Action on indigenous issues was also gathering steam. The General Assembly declared 1993 to be the International Year of the World’s Indigenous People, and the first International Decade began in 1995. After several years of work, the first draft of a Declaration on the Rights of Indigenous Peoples was completed, and discussions were held on establishing a Permanent Forum on Indigenous Issues, eventually created in 2000.
In the new millennium, progress slowed. It was only in 2007 that the General Assembly finally adopted the Declaration. It is not binding on states but four countries with substantial indigenous populations – Australia, Canada, New Zealand and the US – still voted against it. The Kyoto Protocol did not enter into force until 2005 and efforts to negotiate a successor agreement ended in disarray at the end of the decade. Today, prospects for the 2015 UN climate conference are more promising and the Declaration’s opponents have reversed their position. But the journey from agreement to implementation will be long.

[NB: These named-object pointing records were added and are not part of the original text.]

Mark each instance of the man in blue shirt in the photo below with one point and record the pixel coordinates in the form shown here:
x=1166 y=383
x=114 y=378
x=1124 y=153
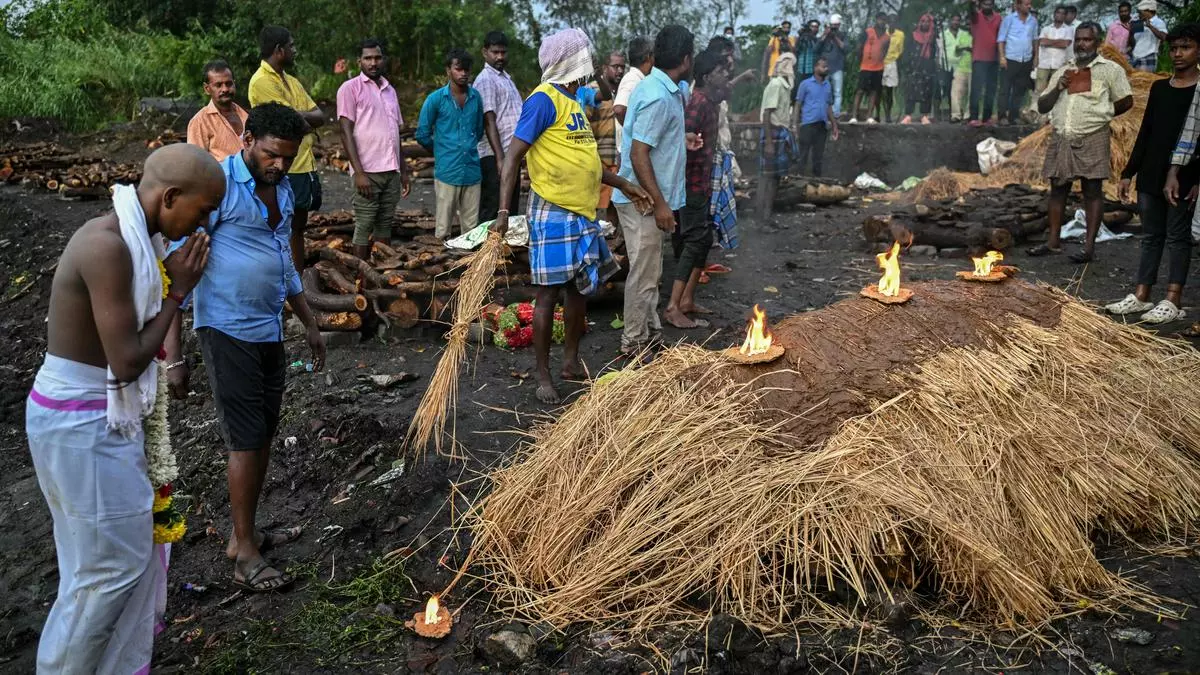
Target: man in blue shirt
x=450 y=126
x=1018 y=60
x=239 y=322
x=653 y=155
x=813 y=112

Rigoberta Menchú Tum, a Quiché Mayan, has been at the forefront of indigenous rights and environmental activism for three decades. Her village in Guatemala was one of several hundred that was levelled to the ground in the 1970s. Her father, who was active in the Committee of the Peasant Union, was murdered; her mother and brother were tortured.
In response, Rigoberta became a campaigner. She was one of the first indigenous delegates to the UN and a member of the working group that drafted the Declaration. Later she served as a UNESCO Goodwill Ambassador. In 1992, she was awarded a Nobel Peace Prize. Her fight continues.